Schwarzschild radius

The Schwarzschild radius for a black hole, is calculated based on some very specific assumptions. For example, they won't be valid when space is rapidly expanding.

They also may not be valid on a huge scale, such as galactic clusters, where "dark energy" or expansion are factors, but we don't know enough about those to be sure of all their effects. But intuitively, it seems likely that our usual equations for collapsing objects wouldn't apply (or would require major modifications) if we can't assume a locally uniform spacetime metric, so they would apply on small scales up to local galaxies but probably not to large regions of space where expansion varies, or times of extreme expansion, or to the universe as a whole.

That's why the initial universe, though very dense, didn't re-collapse. The equations that determine when collapse happens, which we can apply in the current universe, are based on assumptions and approximations that just wouldn't be valid in the conditions of the early universe.

Observable universe

The other issue going on, is the observability and horizon of our universe, which is for a completely different reason. Special relativity is the principle / natural law which says that nothing can travel (no known type of signal can propagate) faster than the speed of light. But special relativity applies to propagation within spacetime. In the very early universe (and much less nowadays) spacetime itself was expanding. This wasn't an expansion like we are used to. It was a change to the actual geometry of spacetime itself. As such, it didn't have a limit to its speed. It happened a tiny fraction of a second after the Big Bang. ** Suddenly, points in space that were "close together" (in some sense) became trillions of trillions of times more distant in a very short time. Wikipedia says the expansion was of the order of 10^26 in linear dimensions, or 10^78 in volume terms.

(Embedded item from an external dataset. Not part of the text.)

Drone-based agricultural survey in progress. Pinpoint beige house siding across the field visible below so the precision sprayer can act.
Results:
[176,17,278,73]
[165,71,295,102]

In "intuitive" rather than precise scientific terms, points that might have been reachable by light from each other in moments suddenly found themselves so distant that light needed immense amounts of time to travel between them.

If two such points suddenly found themselves much more than 13.7 billion light years apart (due to expansion), then there wouldn't have been time for light from one point to reach the other, even in the 13.7 billion years since that huge expansion. So they literally would not be observable now, because signals couldn't reach us in any way from them. ** Hence this means there's a practical "radius" or limit to what we can hope to observe, set by the speed of light itself - called the observable universe.

** We could in theory observe some of these distant objects from times before that expansion, when they weren't located outside the observable universe, but the expansion occurred in the first 10^-32 or so of a second, when the universe was so energy intense that we can't really hope to ever observe anything from that era.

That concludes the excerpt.